Perthshire horse rider Karen Inkster is the first ever World Bitless Champion Ambassador. Gayle Ritchie finds out more…
Cross country, show-jumping, dressing, endurance riding – Karen Inkster has experimented with most forms of equestrianism.
But there’s a major difference between Karen’s style of riding and that of other riders in that she uses a bitless bridle on her horses.
To the uninformed, that may mean very little. But to Karen, 43, it’s a much more humane way of riding.
“Many people use harsh bits and tie horses’ mouths shut with tight nosebands and martingales (sets of straps attached to reins) to control them,” she explains.
“This can cause pain, long-term damage to the mouth and can restrict breathing. That’s why I decided to go bitless.”
Karen, who lives in Caputh, works as a development officer for outdoor access group Scotways.
Every second of her free time is spent hanging out with her deaf collie Pip and two rescue ponies, Standardbred Connie and Spanish Mustang Monty.
In 2017, she completed a mission which saw her, Connie and Pip travel the length of the Outer Hebrides to raise more than £6,000 for Riding for the Disabled and Dogs Trust.
Her endeavours attracted the attention of the World Bitless Association who were so impressed they named Karen the very first World Bitless Champion Ambassador!
The role sees Karen promoting bitless riding globally, culminating in the very first World Bitless Horse Day on September 7.
“I feel so privileged to have won this award,” she says.
“It makes all the hard work, questioning of sanity and even the hospital visits (Karen suffered some bad falls, including one which resulted in traumatic brain injury and being in and out of hospital for a month!) worthwhile.
“Anyone who rides bitless is an ambassador and has their horse’s welfare and comfort at heart.
“I’ll do what I can to promote not only bitless, but barefoot and natural horsemanship.”
Karen believes societies such as The British Horse Society, British Dressage and the FEI (Fédération Équestre Internationale) need to change their rules to allow for bitless competing.

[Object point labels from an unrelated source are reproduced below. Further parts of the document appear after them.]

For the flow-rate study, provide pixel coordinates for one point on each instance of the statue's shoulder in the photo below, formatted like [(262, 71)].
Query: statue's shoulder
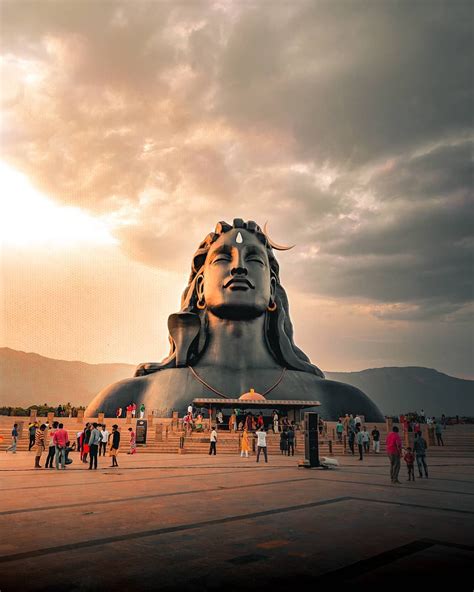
[(336, 398)]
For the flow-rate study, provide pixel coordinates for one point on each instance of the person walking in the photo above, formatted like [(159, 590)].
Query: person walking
[(60, 439), (439, 434), (291, 441), (115, 445), (233, 422), (375, 440), (244, 444), (410, 460), (51, 446), (394, 449), (366, 440), (32, 427), (283, 441), (85, 441), (12, 447), (275, 422), (419, 448), (104, 438), (339, 430), (360, 443), (351, 440), (133, 442), (39, 443), (213, 441), (262, 443), (94, 442)]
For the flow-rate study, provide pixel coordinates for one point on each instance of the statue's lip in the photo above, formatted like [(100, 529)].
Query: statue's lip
[(239, 283)]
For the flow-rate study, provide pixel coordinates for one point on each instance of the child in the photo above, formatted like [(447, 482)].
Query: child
[(410, 460)]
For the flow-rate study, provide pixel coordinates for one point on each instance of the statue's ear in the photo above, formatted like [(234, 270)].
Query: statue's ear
[(273, 284), (200, 287)]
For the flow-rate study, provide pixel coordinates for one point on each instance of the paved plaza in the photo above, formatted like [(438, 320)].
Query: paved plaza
[(194, 522)]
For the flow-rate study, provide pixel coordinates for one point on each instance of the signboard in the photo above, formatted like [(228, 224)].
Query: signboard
[(141, 431)]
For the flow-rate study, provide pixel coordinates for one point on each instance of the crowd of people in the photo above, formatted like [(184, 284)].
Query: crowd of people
[(90, 442), (396, 452)]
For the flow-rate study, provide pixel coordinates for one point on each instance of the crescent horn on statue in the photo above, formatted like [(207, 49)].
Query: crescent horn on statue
[(273, 245)]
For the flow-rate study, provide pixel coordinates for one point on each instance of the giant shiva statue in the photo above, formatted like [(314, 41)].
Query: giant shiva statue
[(233, 333)]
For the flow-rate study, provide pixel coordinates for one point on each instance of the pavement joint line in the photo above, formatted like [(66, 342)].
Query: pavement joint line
[(150, 496), (80, 483), (412, 505), (215, 522), (166, 530), (364, 566), (221, 488)]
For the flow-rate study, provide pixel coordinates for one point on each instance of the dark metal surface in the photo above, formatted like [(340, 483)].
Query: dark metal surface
[(234, 328)]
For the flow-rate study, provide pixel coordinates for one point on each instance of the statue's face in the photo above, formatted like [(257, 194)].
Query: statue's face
[(237, 283)]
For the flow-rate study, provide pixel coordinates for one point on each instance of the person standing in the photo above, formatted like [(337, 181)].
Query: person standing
[(420, 447), (275, 422), (339, 430), (410, 460), (262, 443), (60, 439), (51, 446), (85, 441), (345, 423), (291, 441), (39, 443), (115, 445), (360, 443), (133, 442), (103, 441), (283, 441), (12, 448), (94, 442), (244, 444), (376, 440), (213, 441), (233, 422), (394, 449), (32, 430), (351, 440)]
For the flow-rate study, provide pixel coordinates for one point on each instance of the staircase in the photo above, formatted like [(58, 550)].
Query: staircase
[(458, 439)]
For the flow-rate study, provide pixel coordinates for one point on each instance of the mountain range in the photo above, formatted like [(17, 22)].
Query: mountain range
[(28, 378)]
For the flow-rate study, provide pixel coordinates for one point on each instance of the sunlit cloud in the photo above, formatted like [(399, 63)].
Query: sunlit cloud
[(28, 218)]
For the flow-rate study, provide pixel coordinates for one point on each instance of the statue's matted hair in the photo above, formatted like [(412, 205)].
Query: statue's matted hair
[(278, 327)]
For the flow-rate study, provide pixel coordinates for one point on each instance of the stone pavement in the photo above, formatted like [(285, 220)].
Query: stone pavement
[(169, 522)]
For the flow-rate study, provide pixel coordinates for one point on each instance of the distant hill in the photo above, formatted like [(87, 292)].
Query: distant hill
[(411, 388), (28, 378)]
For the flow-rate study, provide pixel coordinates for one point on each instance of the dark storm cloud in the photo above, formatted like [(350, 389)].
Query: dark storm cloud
[(347, 124)]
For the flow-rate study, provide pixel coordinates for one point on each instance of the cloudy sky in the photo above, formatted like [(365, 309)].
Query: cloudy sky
[(130, 128)]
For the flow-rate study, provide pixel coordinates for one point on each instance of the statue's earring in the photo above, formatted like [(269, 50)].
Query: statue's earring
[(201, 303)]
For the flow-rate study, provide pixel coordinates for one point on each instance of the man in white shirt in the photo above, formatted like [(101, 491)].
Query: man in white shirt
[(261, 443), (213, 441), (103, 442)]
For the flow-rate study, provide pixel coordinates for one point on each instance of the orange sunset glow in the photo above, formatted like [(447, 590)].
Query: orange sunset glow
[(130, 129)]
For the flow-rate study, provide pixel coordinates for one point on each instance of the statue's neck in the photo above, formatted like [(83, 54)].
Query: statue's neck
[(237, 345)]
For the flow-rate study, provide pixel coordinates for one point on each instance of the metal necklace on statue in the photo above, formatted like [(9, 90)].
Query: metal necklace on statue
[(207, 385)]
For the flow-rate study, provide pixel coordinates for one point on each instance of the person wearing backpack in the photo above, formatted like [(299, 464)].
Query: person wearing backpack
[(419, 448)]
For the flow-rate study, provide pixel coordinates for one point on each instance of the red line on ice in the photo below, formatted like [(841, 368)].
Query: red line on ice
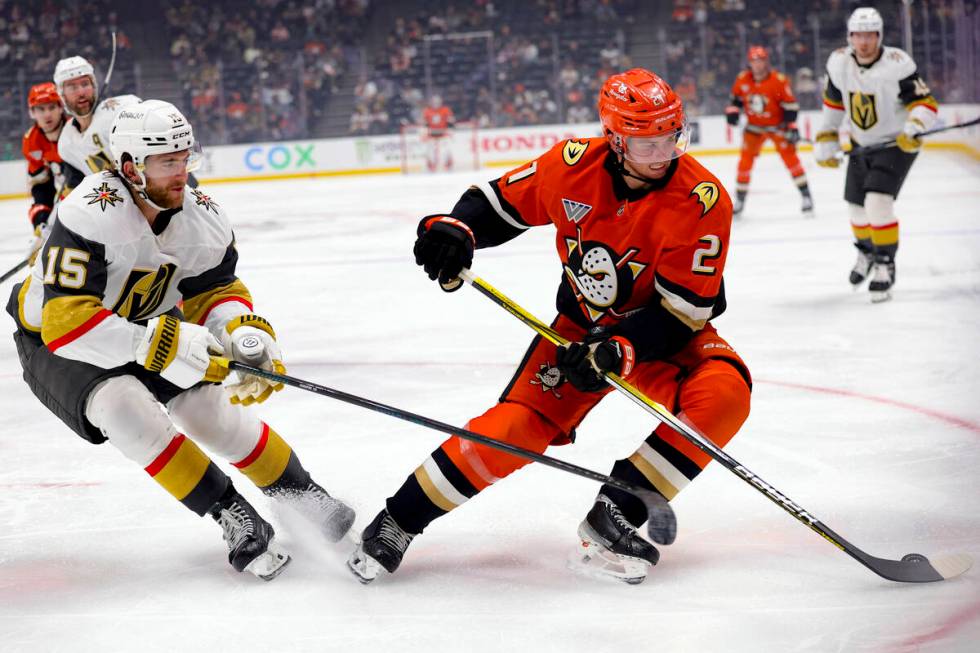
[(935, 414)]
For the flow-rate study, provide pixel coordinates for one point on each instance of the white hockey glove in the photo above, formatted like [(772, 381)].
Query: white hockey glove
[(180, 352), (250, 339), (826, 149), (908, 141)]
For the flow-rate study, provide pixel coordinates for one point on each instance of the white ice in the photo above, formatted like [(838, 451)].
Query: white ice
[(866, 415)]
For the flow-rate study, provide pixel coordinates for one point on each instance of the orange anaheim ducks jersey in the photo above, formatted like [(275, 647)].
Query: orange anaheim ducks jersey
[(765, 102), (437, 121), (651, 260), (39, 151)]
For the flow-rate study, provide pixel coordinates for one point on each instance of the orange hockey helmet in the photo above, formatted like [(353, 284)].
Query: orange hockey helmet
[(642, 118), (45, 93)]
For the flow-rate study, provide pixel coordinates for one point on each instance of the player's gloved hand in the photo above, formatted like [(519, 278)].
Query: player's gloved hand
[(584, 363), (181, 352), (826, 149), (731, 115), (250, 339), (791, 133), (443, 248), (909, 141), (40, 235)]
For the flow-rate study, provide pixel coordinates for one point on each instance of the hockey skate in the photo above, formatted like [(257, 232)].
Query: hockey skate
[(251, 539), (807, 208), (738, 207), (382, 546), (330, 515), (610, 547), (861, 267), (882, 279)]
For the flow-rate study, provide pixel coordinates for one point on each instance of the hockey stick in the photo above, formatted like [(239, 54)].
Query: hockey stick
[(12, 271), (112, 66), (912, 568), (662, 524), (878, 147)]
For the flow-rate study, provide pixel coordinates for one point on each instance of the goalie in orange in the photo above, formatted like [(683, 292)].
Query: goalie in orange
[(770, 109), (642, 236)]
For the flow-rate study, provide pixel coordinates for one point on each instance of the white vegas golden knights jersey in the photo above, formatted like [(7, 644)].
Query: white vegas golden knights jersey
[(103, 269), (89, 151), (877, 99)]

“It’s ridiculous they don’t allow competing without a bit,” she says.
“But I feel that increasingly, people are becoming more aware and looking at alternative, more humane ways of riding.”
One thing Karen commonly hears is that riders fear they won’t have any “brakes” without a bit in their horse’s mouth. But she argues that a horse can bolt even when fitted with the most severe bit.
“It probably takes longer to train a horse without a bit, but it’s much more natural and kinder.
“And if you stop on your hack for a bite to eat, the horse can happily munch some grass without a bar of metal obstructing it!”
It was a book called Riding Free in which author Shuna Mardon competed in endurance riding and cross country without a bridle that first inspired Karen to go bitless.
“I was in awe of her. How could someone have such control and such an amazing relationship and understanding with a horse to be able to do that?
“I initially rode Connie in a simple bitted bridle but soon realised I didn’t have to put a slice of metal into the most sensitive part of a horse to control it.”
Karen hopes to set up a small natural horsemanship/bitless and barefoot business and long term, plans to start a charity to rehabilitate “problem” horses.
She gives talks about her Hebridean trip and wrote a book about her adventure, donating proceeds from both to charities.